Loans on Blur have no fixed maturity date — borrowers can close out the loans at any time, while lenders can call for a refinancing auction at any time, resulting in either another lender stepping in, or liquidation of the collateral.

Will Sheehan, the founder of Parsec Finance, a trading interface for DeFi, told The Defiant that the new Blend protocol differs a bit from the designs of projects like BendDAO and Paraspace, which have traditionally had an edge in the NFT lending space.

“Both Bend and Paraspace are utilizing the peer-to-pool models,” he said. “Historically, these have been the most successful on-chain models for lending and trading.” He cited Compound, a protocol which pools lenders’ fungible assets together for borrowers to use, as an example of the pooled model in the broader DeFi space.
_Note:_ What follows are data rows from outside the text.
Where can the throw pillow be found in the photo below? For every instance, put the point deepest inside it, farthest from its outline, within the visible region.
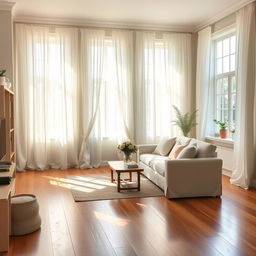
(188, 152)
(176, 150)
(164, 146)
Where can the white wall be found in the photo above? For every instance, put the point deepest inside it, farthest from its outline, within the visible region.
(6, 45)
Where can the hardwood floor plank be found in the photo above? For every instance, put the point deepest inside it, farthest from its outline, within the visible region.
(138, 226)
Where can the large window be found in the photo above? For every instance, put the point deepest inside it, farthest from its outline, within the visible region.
(111, 123)
(225, 80)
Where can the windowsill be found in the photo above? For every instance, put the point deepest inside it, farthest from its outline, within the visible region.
(228, 143)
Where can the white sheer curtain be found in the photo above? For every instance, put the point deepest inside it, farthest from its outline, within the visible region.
(204, 86)
(245, 140)
(46, 97)
(163, 79)
(107, 91)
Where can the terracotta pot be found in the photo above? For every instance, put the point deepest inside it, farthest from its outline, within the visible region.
(223, 133)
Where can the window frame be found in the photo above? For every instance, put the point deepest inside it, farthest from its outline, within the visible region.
(229, 75)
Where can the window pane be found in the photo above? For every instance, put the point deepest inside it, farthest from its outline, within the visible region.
(226, 47)
(219, 49)
(233, 84)
(225, 115)
(232, 62)
(226, 64)
(219, 66)
(222, 86)
(225, 85)
(233, 101)
(219, 86)
(233, 44)
(222, 101)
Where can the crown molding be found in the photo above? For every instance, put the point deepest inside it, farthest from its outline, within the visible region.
(231, 9)
(102, 24)
(6, 6)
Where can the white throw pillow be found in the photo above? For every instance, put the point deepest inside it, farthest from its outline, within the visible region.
(165, 146)
(188, 152)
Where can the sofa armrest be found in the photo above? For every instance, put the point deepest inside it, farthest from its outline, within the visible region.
(145, 149)
(193, 177)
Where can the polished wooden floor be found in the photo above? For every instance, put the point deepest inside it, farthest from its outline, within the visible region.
(148, 226)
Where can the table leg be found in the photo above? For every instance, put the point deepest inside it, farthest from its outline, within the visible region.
(138, 173)
(4, 224)
(118, 182)
(130, 176)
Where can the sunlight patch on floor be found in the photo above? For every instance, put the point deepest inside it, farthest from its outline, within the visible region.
(143, 205)
(111, 219)
(79, 183)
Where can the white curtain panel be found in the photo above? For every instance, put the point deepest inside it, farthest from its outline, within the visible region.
(46, 97)
(245, 139)
(163, 79)
(204, 85)
(106, 79)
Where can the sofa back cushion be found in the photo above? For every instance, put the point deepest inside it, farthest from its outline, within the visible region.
(176, 150)
(188, 152)
(204, 149)
(183, 140)
(164, 146)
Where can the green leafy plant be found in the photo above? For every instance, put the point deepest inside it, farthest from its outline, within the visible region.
(222, 125)
(185, 121)
(2, 72)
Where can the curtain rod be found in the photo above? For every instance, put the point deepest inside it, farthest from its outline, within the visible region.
(99, 27)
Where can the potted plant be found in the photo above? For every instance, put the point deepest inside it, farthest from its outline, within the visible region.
(127, 148)
(2, 77)
(185, 121)
(223, 128)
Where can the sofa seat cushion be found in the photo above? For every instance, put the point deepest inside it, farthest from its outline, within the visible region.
(158, 165)
(156, 162)
(146, 158)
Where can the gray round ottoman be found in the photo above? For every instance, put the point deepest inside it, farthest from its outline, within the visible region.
(25, 214)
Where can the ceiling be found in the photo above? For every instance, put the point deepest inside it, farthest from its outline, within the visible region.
(183, 14)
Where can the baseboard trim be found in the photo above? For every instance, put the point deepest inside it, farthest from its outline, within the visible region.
(226, 172)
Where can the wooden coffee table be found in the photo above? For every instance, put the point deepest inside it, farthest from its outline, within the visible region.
(119, 168)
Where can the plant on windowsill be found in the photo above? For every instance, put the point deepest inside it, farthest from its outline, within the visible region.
(128, 148)
(2, 77)
(223, 128)
(185, 121)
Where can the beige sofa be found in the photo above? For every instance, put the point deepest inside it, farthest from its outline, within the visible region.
(192, 177)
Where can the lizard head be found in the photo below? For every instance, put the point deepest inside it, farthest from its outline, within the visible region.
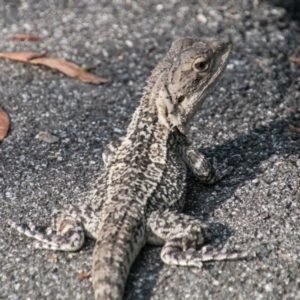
(193, 70)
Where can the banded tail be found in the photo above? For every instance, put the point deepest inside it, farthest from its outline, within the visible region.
(120, 240)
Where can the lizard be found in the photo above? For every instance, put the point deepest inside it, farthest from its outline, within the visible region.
(139, 196)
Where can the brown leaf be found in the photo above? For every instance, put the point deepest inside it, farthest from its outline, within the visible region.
(295, 60)
(66, 67)
(83, 275)
(69, 69)
(4, 124)
(53, 258)
(26, 37)
(21, 56)
(294, 129)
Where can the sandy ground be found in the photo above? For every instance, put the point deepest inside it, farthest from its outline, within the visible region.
(245, 120)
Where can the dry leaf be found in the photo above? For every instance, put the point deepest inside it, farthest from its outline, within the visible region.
(4, 124)
(83, 275)
(295, 60)
(45, 136)
(26, 37)
(68, 68)
(21, 56)
(294, 129)
(53, 258)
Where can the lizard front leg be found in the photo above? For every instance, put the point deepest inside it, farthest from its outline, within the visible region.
(68, 229)
(205, 171)
(182, 236)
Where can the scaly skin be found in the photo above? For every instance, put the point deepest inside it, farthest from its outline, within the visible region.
(140, 194)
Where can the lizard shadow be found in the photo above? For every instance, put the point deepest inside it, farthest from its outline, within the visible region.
(245, 154)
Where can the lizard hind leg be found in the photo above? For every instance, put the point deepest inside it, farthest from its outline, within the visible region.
(68, 234)
(183, 235)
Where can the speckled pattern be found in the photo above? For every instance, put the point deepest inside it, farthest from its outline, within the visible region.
(141, 193)
(245, 121)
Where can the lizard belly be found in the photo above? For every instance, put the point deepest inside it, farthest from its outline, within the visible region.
(170, 193)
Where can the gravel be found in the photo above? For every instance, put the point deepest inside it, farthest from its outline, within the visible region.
(245, 121)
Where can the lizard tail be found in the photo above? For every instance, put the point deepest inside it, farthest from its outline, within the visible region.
(120, 240)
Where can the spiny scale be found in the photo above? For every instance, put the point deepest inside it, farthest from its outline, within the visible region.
(140, 194)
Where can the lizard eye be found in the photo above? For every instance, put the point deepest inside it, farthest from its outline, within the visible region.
(200, 64)
(180, 99)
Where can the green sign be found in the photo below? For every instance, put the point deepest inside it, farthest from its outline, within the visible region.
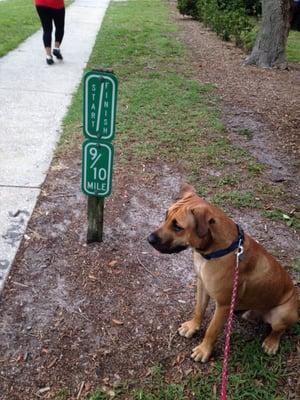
(99, 105)
(97, 160)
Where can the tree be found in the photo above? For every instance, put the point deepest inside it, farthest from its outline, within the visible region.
(269, 48)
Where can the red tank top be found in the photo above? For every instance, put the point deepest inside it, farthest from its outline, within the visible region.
(50, 3)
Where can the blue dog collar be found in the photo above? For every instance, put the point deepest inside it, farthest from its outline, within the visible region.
(234, 245)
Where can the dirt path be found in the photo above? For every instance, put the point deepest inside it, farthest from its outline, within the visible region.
(98, 314)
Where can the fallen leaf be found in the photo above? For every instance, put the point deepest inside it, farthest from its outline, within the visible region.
(117, 322)
(113, 263)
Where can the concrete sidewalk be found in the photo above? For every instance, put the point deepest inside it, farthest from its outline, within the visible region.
(34, 98)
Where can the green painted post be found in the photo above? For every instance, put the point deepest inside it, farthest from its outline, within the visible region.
(95, 219)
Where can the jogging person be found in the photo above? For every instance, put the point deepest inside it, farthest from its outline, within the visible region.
(51, 11)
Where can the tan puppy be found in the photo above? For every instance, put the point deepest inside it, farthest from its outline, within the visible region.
(264, 286)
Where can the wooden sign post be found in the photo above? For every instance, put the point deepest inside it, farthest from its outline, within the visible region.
(99, 116)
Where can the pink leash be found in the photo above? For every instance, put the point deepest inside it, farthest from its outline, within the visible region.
(224, 381)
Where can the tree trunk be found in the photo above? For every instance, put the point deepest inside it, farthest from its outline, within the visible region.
(269, 49)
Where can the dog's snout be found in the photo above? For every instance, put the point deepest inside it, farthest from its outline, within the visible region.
(153, 239)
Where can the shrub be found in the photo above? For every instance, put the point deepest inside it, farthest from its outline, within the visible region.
(228, 18)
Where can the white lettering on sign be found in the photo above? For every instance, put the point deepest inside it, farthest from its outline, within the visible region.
(90, 185)
(100, 98)
(97, 186)
(100, 173)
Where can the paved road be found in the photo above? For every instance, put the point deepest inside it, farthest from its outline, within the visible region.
(34, 98)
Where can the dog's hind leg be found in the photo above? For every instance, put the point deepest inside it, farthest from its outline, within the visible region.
(203, 351)
(252, 316)
(280, 318)
(188, 328)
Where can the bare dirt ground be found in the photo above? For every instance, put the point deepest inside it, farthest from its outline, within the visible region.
(79, 316)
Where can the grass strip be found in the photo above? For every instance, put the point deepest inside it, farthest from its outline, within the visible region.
(165, 116)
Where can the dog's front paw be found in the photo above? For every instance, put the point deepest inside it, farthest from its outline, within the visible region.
(188, 328)
(201, 353)
(270, 345)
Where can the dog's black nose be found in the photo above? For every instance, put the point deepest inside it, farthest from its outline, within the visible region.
(152, 239)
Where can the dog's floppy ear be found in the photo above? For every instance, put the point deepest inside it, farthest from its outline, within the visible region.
(203, 219)
(184, 190)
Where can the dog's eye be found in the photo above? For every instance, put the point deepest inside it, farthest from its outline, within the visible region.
(175, 226)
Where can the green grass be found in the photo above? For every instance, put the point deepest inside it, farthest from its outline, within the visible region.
(18, 20)
(163, 112)
(252, 375)
(293, 47)
(165, 115)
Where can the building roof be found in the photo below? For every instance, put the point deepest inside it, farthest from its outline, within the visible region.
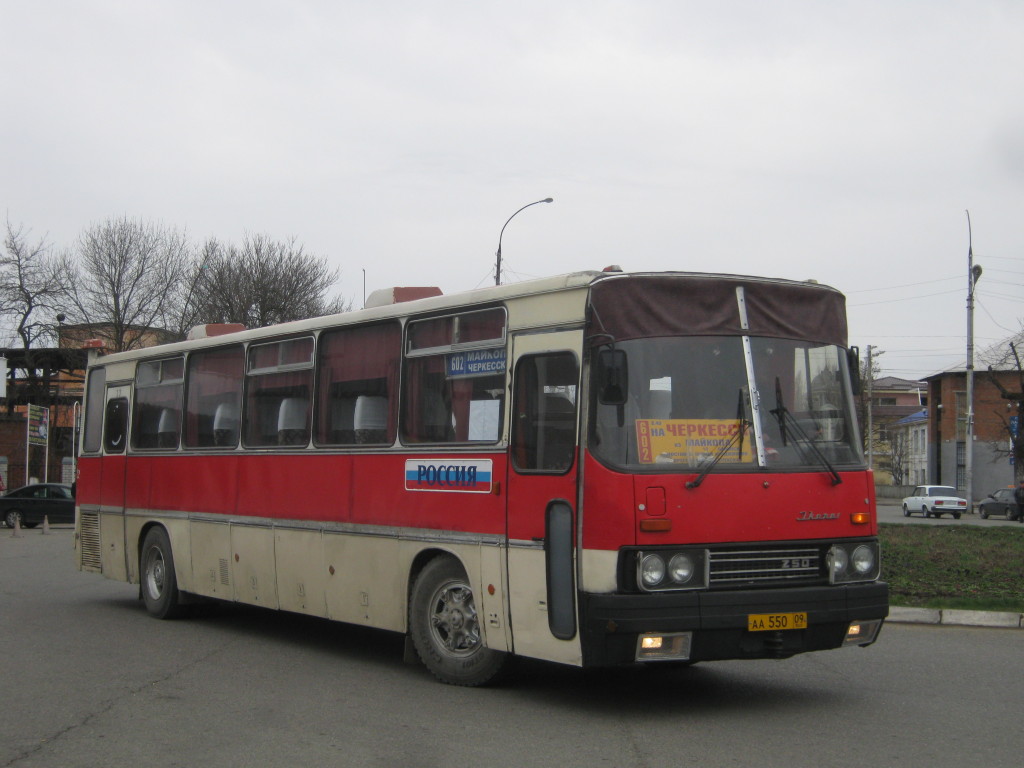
(891, 382)
(918, 417)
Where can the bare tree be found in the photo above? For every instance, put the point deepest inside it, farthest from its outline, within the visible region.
(126, 279)
(1013, 425)
(31, 294)
(262, 283)
(898, 456)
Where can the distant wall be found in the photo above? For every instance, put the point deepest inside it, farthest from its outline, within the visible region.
(893, 492)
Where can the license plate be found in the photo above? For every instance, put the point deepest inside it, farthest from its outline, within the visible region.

“Peer-to-pool has always beaten peer-to-peer in DeFi thus far,” he said.

Pacman, the co-founder of Blur, pointed out to The Defiant that Blend allows users to borrow much higher amounts against their NFTs than the peer-to-pool model. He added that having a perpetual loan by default is a better user experience for borrowers.

Permissionless Collateral

Sheehan also thinks Blend’s design has some advantages — the pooled models of BendDAO and Paraswap necessitate controlling which NFTs serve as adequate collateral, potentially leading to a hole in the market between would-be borrowers and lenders. “[The] flipside is that [Blend] is permissionless, so it can work immediately for any collection.”

Dan Robinson, head of research at venture firm Paradigm, who contributed to Blend’s development, highlighted that the protocol doesn’t rely on any oracles. As oracles provide data which isn’t native to the blockchain, they introduce the risks of trusting a third party, which crypto proponents generally try to avoid.

While the peer-to-peer model may not have become the dominant one in NFTs so far, Robinson does have a noteworthy track record in DeFi. The researcher was one of the primary contributors to Uniswap V3, hailed as a key development in DeFi.

Paradigm led Blur’s $11M seed round in 2022 and is also an investor in Uniswap.